The battle lines are drawn, your weapons are in hand, and you’re ready to mount a full-on assault against your debt. Before you storm the gates, though, we’ve got one last speech to help rally your forces.
Debt is slavery, and the only way to escape it is to take on the mentality of a Freedom Fighter. Even with a great plan of action and a focused attack, it’s going to take you a while to achieve total victory. The struggle may be stressful at times, and it will definitely test your stamina. Even when you are making all the right moves, you may still feel like you’re having a hard time.
Hard times, though, don’t mean defeat. It just means that the opponent isn’t a pushover… but you knew that going into this. It’s going to take everything you have to win. We’ve hope that we’ve given you a lot of motivation, as well as some time-tested strategies to winning. Before you get started, we’ve got three more keys for you that can help make the difference between winning the debt wars and walking away in chains.
1) Earn as much money as possible.
This sounds infinitely obvious, but it’s worth stating: If you want to wipe out your debts, you’ll succeed much more quickly if you have a lot of cash to work with. But you’d be surprised how often people forget about this. All too often, we see people trying to pay off big debts with income weapons that are just too small.
This can happen for a number of reasons. Many young people come out of college with a degree and a lot of debt, and then spend the next few years working in food service, retail, or some other menial job that they had while they were in school. There’s nothing wrong with food service or retail, but the front-line positions in those industries often don’t pay much. What they do pay may be enough to get by on month to month, but it won’t leave much left over for paying down debt. So we encourage young people with a lot of debt to go out and get the best job that they can — hopefully something in the field that they’ve been trained for — and work quickly to maximize their earnings. Sometimes, that can mean taking a job that you don’t love. But that’s okay; doing what it takes is part of being a Freedom Fighter. Once you win the debt battle, you can re-focus your career goals to pursue work that you love.

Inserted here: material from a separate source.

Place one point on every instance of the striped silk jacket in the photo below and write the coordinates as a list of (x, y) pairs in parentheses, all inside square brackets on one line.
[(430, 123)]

Even if you do have a great job, you can still maximize your payoff potential by finding some extra income. That can mean any number of things: Take on a second job after hours (perhaps in food service or retail). Mow lawns, deliver pizzas or house sit. If you’re in a field that presents a lot of opportunities for overtime, side work or freelancing, take advantage of every opportunity that comes along. Any extra money that comes into your hands can be applied directly to your debt, which means that every extra hour that you work gets you closer to freedom that much faster.
2) Get some help and accountability.
The hardest battles to win are the ones that we fight by ourselves. If you try to defeat your debt quietly, on your own and without anyone else noticing, you may find yourself isolated and discouraged in the process.
Just like in any other struggle, you’ll have much more success in paying off your debt if you have a team or a support system. If you’re married, you have a teammate in your spouse, and that’s a great place to start. But we can all use outside encouragement sometimes, so it’s important to have people in our lives that we can share our debt battles with. Tell someone about what you’re doing, and what your plan of attack is. Ask that person to check in on you from time to time and to hold you accountable. Their help may be just what you need to keep you on the right track in a moment of weakness or desperation.
Remember, there’s nothing easy about winning the debt war. It can certainly be uncomfortable, especially if you’re doing it right. A big part of winning comes from budgeting your money and pulling our lifestyle way back. That can be difficult to do when your friends are spending a lot of money on coffee dates, movies and restaurant meals. So instead of trying to come up with excuses for why you can’t join your friends, be honest with them and tell them what you’re doing. You’ll find that they respect your decision, and they may even be inspired to join you on the road to freedom. Turn your friends into teammates.
3) Mark your milestones.
In the Old Testament, the people of Israel would mark important victories and works of God by building an altar or a monument on the place where the success happened. It helped them to remember the things that God had done for them, and they used these permanent memorials to teach the next generation about their faith.
If your battle against debt involves paying off multiple loans — or if it is going to take you several years to finish — then it’s important for you to commemorate the small victories that come on your way to the big one. Mark milestones on the way so that you can see how far you’ve come, how hard you’ve worked and how much God has done to help you succeed.
This can mean different things to different people. Maybe you keep a big “debt scorecard” on a poster above your desk at home, and make a ceremony of marking each debt off with a giant red “X” when you pay it off. Maybe you and your spouse plan a special date night for certain milestones — say every time you clear another $1,000 or $5,000. Perhaps you through a pizza party with your family, or treat yourself to one small, inexpensive luxury at certain important points along the way.
It’s not really important how you choose to do this. What’s important is that you find some way to celebrate and commemorate that will be meaningful to you and your family. Looking forward to these special moments can help to keep you motivated in your fight against debt. Looking back at them will memorialize the great battles that you have won.